Thursday, October 02, 2008

An Interesting Discussion of the Sources of Income Inequality

I don't usually use posts here to point at other people's posts elsewhere, but I just read a thoughtful discussion of the sources of increasing income inequality in a piece by Schultz and Kling and think some of my readers might find it interesting.

3 Comments:

At 3:56 PM, October 02, 2008, Blogger Joel Davis said...

> “Virtually all—92 percent—of children whose families make over $75,000 are living with both parents. On the other end of the income scale, the situation is reversed: only about 20 percent of kids in families earning under $15,000 live with both parents.”

I think it's a mistake to identify divorce as some sort of metric of failure for children. If the relationship was in enough turmoil to warrant a divorce, then a divorce would seem to error on the side of removing children from anti-social home situations and be an actual net gain to social welfare.

I'm fairly young and a product of the public education system, and I would like to point out that if drop outs have risen as a percentage, it's probably due to the absolute crap the system has become. The students get all the office politics an productive apathy characteristic of large organizations, without the benefit of actually getting paid to do it. After 10 years of such a system where your only motivation to succeed is social (since the vast majority can just as easily get GEDs and start at community college and then transfer to a real school by the end of high school) I would say, again, this is good sign that the aren't putting up with it anymore. Again, a gain in social welfare.

Good article on the whole, but I've always been more partial to the big four explanation.

 
At 7:31 PM, October 02, 2008, Anonymous Anonymous said...

Good article - it avoids the usual fatuousness about "education" being the solution.

 
At 7:39 PM, November 10, 2008, Anonymous Steve said...

... the claim is that both parents must work to make ends meet. A different explanation is more likely. As women have become better educated and live longer, the opportunity cost of staying at home instead of earning money in the marketplace is much higher.

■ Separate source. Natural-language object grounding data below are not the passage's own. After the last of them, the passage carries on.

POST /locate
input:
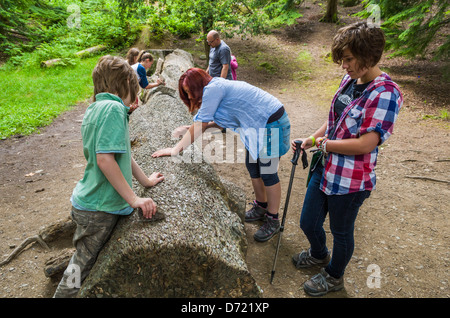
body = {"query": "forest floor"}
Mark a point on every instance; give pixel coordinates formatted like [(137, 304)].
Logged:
[(402, 230)]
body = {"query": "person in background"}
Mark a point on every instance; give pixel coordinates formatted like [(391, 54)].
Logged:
[(234, 65), (140, 62), (219, 56), (361, 118)]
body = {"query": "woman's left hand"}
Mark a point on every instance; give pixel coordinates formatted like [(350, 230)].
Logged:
[(154, 179)]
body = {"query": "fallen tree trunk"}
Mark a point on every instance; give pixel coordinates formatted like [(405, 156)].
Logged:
[(89, 51), (198, 249)]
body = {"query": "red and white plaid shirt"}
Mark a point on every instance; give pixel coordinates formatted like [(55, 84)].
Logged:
[(375, 110)]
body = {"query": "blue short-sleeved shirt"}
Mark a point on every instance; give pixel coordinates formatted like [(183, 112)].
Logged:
[(239, 106), (141, 74)]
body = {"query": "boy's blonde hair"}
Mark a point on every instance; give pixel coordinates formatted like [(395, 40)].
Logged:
[(114, 75)]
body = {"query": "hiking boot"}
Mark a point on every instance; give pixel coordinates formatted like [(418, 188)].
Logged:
[(305, 260), (256, 213), (323, 283), (268, 230)]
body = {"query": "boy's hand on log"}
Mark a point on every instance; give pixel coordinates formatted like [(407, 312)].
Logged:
[(154, 179)]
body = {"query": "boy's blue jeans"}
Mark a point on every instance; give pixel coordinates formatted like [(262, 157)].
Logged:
[(342, 210)]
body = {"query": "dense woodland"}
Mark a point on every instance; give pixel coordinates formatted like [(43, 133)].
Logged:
[(57, 28), (33, 31)]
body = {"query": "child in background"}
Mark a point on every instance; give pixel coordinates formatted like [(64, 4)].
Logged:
[(105, 192), (140, 62)]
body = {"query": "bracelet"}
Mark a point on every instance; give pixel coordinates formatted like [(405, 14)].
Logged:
[(321, 143), (324, 145), (134, 201)]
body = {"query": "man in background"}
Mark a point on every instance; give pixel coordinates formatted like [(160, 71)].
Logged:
[(219, 56)]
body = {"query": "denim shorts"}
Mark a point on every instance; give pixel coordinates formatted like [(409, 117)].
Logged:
[(276, 138)]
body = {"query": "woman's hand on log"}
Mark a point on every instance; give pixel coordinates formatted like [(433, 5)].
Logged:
[(180, 131), (163, 152)]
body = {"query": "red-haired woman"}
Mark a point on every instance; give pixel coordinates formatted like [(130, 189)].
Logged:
[(263, 126)]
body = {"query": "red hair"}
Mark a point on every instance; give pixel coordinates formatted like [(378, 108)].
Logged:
[(195, 79)]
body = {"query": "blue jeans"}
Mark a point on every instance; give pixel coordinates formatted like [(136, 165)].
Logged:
[(342, 210)]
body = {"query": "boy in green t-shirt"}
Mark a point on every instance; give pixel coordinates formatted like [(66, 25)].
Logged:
[(105, 192)]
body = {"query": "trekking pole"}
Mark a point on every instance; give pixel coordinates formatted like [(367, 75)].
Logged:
[(294, 160)]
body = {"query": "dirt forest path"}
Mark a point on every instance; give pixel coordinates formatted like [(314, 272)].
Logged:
[(402, 230)]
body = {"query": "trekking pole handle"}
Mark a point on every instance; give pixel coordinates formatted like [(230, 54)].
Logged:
[(294, 160)]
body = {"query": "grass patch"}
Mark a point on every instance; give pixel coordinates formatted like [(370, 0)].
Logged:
[(33, 97)]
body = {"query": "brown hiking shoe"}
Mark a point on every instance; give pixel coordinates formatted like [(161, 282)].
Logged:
[(256, 213)]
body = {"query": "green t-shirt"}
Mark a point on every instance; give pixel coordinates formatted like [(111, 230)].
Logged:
[(104, 130)]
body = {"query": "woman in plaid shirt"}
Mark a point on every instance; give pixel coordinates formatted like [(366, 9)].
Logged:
[(361, 118)]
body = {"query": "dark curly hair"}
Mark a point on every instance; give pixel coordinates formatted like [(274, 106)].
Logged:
[(365, 42)]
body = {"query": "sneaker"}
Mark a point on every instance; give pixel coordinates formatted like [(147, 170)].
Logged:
[(256, 213), (323, 283), (268, 230), (305, 260)]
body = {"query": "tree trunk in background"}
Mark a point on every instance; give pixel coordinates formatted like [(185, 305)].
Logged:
[(331, 14)]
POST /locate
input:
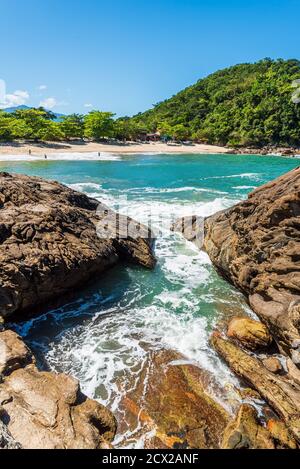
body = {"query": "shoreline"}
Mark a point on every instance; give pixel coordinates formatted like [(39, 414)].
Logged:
[(23, 151)]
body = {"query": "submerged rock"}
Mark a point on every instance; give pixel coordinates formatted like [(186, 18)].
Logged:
[(47, 410), (14, 353), (192, 228), (282, 393), (6, 440), (245, 432), (170, 408), (256, 246), (252, 334), (53, 239), (273, 364), (281, 435)]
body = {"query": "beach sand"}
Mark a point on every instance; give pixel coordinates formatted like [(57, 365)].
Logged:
[(40, 149)]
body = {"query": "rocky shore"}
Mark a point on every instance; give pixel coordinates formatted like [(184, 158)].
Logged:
[(53, 239)]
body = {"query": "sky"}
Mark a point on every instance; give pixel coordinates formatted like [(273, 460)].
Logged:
[(126, 55)]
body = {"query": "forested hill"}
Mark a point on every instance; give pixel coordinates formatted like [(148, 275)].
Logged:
[(244, 105)]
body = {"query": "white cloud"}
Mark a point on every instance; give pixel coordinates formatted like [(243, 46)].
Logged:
[(18, 98), (49, 103)]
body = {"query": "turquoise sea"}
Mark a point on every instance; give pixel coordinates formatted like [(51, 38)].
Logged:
[(100, 335)]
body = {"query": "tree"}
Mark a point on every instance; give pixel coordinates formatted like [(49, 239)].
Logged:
[(51, 132), (180, 132), (98, 125), (247, 104), (72, 126), (166, 130), (34, 121)]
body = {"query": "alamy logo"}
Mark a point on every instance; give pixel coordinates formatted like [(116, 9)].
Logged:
[(296, 94)]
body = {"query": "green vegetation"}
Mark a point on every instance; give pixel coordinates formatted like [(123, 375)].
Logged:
[(244, 105), (248, 104)]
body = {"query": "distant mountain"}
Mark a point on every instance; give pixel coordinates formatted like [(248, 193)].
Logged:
[(23, 107), (244, 105)]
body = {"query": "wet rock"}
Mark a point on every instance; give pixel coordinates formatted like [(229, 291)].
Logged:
[(252, 334), (6, 440), (256, 245), (281, 435), (273, 364), (282, 393), (245, 432), (53, 239), (249, 394), (170, 408), (192, 228), (44, 409), (47, 411), (14, 353)]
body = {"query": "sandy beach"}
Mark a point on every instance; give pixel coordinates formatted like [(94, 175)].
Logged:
[(40, 149)]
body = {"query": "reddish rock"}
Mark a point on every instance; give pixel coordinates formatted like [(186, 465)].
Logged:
[(170, 407), (245, 431), (252, 334), (282, 393), (53, 239), (256, 246), (273, 364), (47, 410), (14, 353)]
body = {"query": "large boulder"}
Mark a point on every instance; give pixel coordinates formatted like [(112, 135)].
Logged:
[(45, 410), (14, 353), (246, 432), (252, 334), (256, 246), (53, 239), (282, 393)]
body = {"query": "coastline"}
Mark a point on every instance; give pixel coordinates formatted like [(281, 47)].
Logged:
[(40, 149), (24, 151)]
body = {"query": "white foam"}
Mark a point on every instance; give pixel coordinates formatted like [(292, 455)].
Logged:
[(108, 351), (66, 156)]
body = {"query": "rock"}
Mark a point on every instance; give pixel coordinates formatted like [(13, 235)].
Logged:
[(245, 432), (256, 246), (281, 435), (192, 229), (170, 408), (47, 410), (280, 392), (14, 353), (6, 440), (249, 394), (252, 334), (273, 364), (53, 239)]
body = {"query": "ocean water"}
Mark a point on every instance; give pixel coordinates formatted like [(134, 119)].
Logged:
[(104, 334)]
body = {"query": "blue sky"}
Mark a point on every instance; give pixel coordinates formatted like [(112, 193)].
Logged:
[(125, 55)]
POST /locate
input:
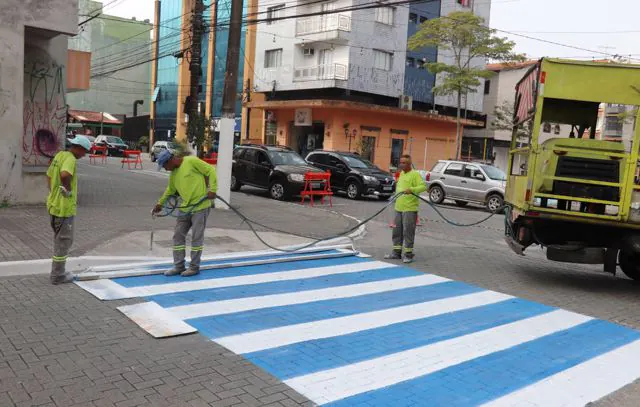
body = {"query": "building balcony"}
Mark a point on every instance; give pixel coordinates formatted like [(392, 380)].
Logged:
[(320, 72), (322, 28)]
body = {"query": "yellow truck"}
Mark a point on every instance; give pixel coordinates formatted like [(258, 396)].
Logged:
[(573, 164)]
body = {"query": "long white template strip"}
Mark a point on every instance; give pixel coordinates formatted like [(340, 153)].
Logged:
[(339, 383), (245, 304), (144, 291), (273, 338), (580, 384)]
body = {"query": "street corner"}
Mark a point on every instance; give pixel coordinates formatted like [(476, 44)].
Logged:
[(344, 330)]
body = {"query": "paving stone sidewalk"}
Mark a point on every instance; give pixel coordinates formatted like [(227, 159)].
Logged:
[(59, 346)]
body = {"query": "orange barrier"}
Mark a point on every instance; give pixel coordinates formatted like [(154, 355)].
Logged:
[(132, 157), (93, 154), (313, 180)]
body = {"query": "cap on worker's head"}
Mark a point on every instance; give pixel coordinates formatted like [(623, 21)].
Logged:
[(163, 158), (81, 141)]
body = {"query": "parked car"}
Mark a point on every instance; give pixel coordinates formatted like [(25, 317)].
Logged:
[(467, 182), (353, 174), (115, 145), (160, 146), (279, 170)]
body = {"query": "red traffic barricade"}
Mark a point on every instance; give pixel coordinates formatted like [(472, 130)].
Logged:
[(317, 184), (132, 157), (93, 154)]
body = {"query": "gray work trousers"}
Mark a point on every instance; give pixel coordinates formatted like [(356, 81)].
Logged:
[(197, 222), (62, 241), (404, 232)]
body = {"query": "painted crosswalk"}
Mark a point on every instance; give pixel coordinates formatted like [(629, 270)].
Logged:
[(353, 331)]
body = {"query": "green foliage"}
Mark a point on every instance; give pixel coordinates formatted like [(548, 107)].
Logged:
[(464, 36)]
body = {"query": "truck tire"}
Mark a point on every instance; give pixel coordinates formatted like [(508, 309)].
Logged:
[(630, 264)]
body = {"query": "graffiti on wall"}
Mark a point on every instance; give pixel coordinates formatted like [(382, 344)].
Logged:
[(45, 110)]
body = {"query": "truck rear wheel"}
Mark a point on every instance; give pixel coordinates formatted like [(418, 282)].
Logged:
[(630, 264)]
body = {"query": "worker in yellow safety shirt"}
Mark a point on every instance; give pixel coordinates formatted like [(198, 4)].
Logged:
[(188, 179), (61, 204), (409, 184)]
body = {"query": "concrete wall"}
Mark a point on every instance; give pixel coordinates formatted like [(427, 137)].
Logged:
[(474, 100), (32, 92)]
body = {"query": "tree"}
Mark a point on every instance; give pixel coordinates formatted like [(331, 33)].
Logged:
[(199, 132), (464, 36)]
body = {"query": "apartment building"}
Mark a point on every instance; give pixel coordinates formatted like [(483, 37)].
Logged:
[(331, 76)]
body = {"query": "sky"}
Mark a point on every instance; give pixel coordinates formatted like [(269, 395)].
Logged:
[(596, 28)]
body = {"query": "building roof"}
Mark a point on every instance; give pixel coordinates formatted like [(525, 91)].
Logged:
[(93, 117), (506, 66)]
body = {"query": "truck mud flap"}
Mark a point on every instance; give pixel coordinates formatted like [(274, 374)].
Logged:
[(581, 256)]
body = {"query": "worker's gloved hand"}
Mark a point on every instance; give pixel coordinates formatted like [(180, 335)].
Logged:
[(64, 191)]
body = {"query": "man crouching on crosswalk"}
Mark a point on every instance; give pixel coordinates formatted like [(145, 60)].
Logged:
[(409, 185), (188, 179)]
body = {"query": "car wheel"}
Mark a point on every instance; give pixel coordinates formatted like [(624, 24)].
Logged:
[(235, 185), (495, 203), (354, 190), (630, 264), (436, 194), (278, 190)]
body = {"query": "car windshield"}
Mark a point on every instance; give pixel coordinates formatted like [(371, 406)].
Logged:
[(357, 162), (286, 158), (114, 140), (494, 173)]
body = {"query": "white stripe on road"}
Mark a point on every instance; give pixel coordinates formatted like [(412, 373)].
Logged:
[(267, 301), (276, 337), (339, 383), (144, 291), (580, 384)]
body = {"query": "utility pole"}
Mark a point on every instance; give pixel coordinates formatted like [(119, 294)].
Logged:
[(195, 66), (229, 97)]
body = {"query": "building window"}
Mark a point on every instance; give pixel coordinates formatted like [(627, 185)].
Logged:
[(274, 12), (385, 15), (382, 60), (273, 58)]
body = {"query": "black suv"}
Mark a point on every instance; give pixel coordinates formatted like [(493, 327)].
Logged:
[(278, 169), (353, 174)]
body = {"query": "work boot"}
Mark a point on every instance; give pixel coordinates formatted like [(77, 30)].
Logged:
[(189, 273), (173, 272), (63, 279), (393, 256)]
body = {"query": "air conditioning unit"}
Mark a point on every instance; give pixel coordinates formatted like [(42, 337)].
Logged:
[(406, 102)]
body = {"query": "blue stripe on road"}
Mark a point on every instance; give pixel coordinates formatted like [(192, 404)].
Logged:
[(280, 287), (267, 318), (239, 271), (490, 377), (328, 353)]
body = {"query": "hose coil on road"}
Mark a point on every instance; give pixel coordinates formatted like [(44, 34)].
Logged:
[(173, 204)]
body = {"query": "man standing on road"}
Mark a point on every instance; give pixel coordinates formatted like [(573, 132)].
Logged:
[(410, 184), (196, 183), (61, 204)]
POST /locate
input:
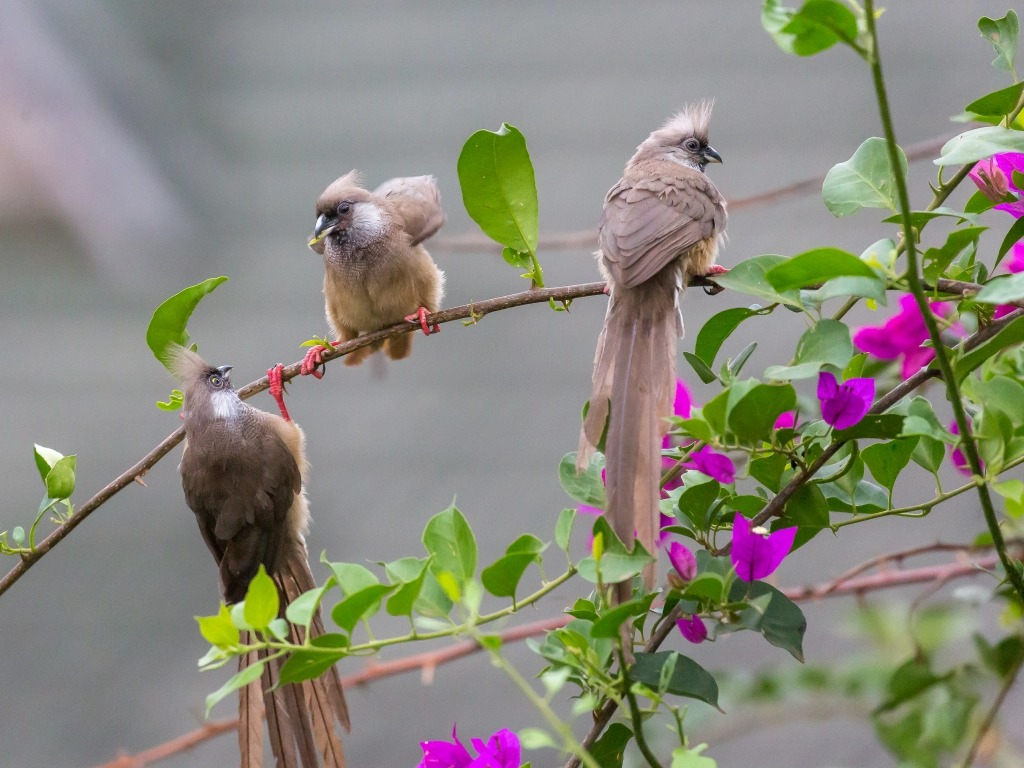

OTOH, other couples becoming double-income must have some inflationary effect, both on the prices of things you would have wanted anyway, and on what things you want ("keeping up with the Joneses"), so one might reasonably expect that as the number of double-income families increases, there's more impetus for remaining families to become double-income.


Virtually all—92 percent—of children whose families make over $75,000 are living with both parents. On the other end of the income scale, the situation is reversed: only about 20 percent of kids in families earning under $15,000 live with both parents.

So how do you draw the arrow of causation? It's plausible that having two parents in a household makes child care easier, and allows the option of having two incomes. It's also plausible that poverty puts an added strain on relationships and makes divorce or separation more likely. And there are other factors (like being black or Hispanic, or growing up in an inner-city slum) that make both poverty and single-parent-hood more likely.